Harsh Times is a buddy film, but only in the most depressing way. Friendship for Jim and his loser pal, Mike (Fred Rodriguez), means drinking beer in the morning, cruising around LA, lying, cheating, stealing and generally having a good time. The fact that they are wearing dark suits (in between “job interviews”) only makes things more ironic.
Somehow, they keep getting off the hook. Mike’s girlfriend Sylvia (Eva Longoria) continues to believe that the guys are actually looking for work; Jim’s girlfriend in Mexico believes he will return for her, marry her, and bring her across the border to live happily ever after; even the cops and crooks they come into contact with on a daily basis seem to fall for their clean-cut charm. The audience, on the other hand, gets a look at the dark version of the American man. This film has an anti-hero. The reality that someone as sadistic and morality-free as Jim should be a shoo-in for a government job is a sad comment on the realities of our political state.

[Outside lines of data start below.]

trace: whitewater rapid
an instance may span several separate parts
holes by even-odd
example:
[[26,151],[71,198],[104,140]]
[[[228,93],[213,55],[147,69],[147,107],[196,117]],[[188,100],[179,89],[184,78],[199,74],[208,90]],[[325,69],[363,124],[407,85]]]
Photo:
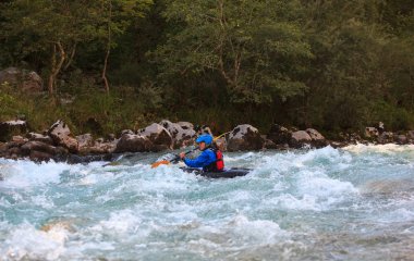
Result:
[[0,159],[0,260],[414,259],[414,146],[224,153],[229,179],[162,157]]

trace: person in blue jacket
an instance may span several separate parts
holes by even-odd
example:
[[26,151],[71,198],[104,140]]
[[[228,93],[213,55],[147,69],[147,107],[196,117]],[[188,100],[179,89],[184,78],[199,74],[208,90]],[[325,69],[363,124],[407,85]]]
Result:
[[191,160],[185,158],[185,152],[181,152],[180,158],[190,167],[203,167],[204,171],[209,171],[211,165],[214,165],[217,161],[216,153],[210,148],[212,144],[212,137],[211,135],[204,134],[198,136],[195,141],[197,142],[202,153],[196,159]]

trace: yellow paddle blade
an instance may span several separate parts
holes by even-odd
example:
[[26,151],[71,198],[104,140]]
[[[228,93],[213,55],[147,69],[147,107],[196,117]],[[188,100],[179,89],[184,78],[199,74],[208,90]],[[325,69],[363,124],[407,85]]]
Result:
[[169,162],[168,160],[157,161],[157,162],[155,162],[155,163],[151,164],[151,167],[154,169],[154,167],[157,167],[159,165],[168,165],[171,162]]

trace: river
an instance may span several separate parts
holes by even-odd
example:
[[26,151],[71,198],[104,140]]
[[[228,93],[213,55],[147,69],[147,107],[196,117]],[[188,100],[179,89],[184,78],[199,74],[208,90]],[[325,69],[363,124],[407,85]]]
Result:
[[224,153],[229,179],[162,157],[0,159],[0,260],[414,259],[414,146]]

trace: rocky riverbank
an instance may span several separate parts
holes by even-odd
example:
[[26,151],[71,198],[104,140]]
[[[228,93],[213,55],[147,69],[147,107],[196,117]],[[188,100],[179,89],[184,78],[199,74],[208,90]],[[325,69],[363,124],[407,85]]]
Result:
[[[73,135],[69,126],[60,120],[44,133],[31,132],[25,121],[16,120],[0,123],[0,157],[37,162],[111,161],[127,152],[184,149],[194,145],[197,132],[210,133],[208,127],[199,129],[188,122],[172,123],[163,120],[142,129],[124,129],[118,137],[110,134],[94,138],[90,134]],[[223,151],[343,147],[357,142],[404,145],[414,142],[414,130],[395,134],[385,132],[379,124],[379,127],[367,127],[362,135],[339,134],[339,140],[328,140],[313,128],[287,128],[277,124],[265,135],[252,125],[242,124],[217,138],[216,142]]]

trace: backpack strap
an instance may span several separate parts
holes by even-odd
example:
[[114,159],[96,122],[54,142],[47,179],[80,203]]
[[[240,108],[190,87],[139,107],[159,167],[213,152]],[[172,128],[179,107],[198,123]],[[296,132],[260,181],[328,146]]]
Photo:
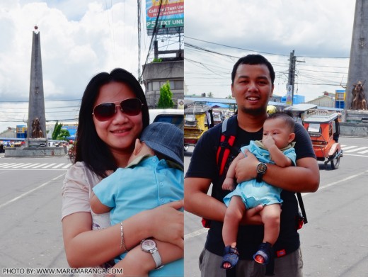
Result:
[[237,115],[226,118],[222,122],[220,142],[216,154],[216,163],[220,176],[224,174],[229,155],[235,143],[237,128]]

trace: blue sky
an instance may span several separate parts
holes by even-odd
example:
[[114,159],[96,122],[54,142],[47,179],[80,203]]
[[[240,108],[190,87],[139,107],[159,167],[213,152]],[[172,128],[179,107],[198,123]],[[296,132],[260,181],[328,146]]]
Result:
[[274,65],[274,94],[284,95],[293,50],[298,61],[294,93],[309,101],[323,91],[343,89],[340,84],[347,79],[355,4],[353,0],[187,0],[187,93],[226,97],[236,60],[260,53]]
[[[47,120],[76,118],[79,100],[98,72],[123,67],[138,76],[135,0],[1,1],[0,132],[27,120],[32,34],[36,25]],[[147,55],[150,38],[142,32],[142,60]]]

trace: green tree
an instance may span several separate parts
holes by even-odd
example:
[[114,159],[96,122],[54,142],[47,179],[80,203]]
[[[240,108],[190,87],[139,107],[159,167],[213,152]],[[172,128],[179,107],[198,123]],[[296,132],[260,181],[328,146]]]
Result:
[[62,124],[59,124],[59,122],[57,121],[55,123],[55,126],[54,127],[54,132],[52,132],[52,135],[51,136],[51,139],[56,140],[57,137],[60,135],[60,132],[62,130]]
[[160,88],[160,98],[157,107],[159,108],[173,108],[173,93],[170,90],[170,83],[167,81]]
[[60,130],[60,132],[57,137],[57,140],[68,140],[68,137],[70,137],[70,132],[65,129]]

Bale, who shot this film the same year he played Batman (Batman Begins), is convincing as a white guy at home with the Latino and African-American thugs and losers in this milieu. Even more convincing is his ability to portray a psycho. Flashbacks to military service offer context for a tendency towards violence, but it is his own personality disorder, which Bale develops with particular skill, that ultimately shapes this character’s undoing.
A movie that seems gritty and pointless for its first third, begins to grow in meaning as the pointlessness snowballs into absurdity and then tragedy. These are two lost boys– but America is a land for lost boys. Lost boys can become president.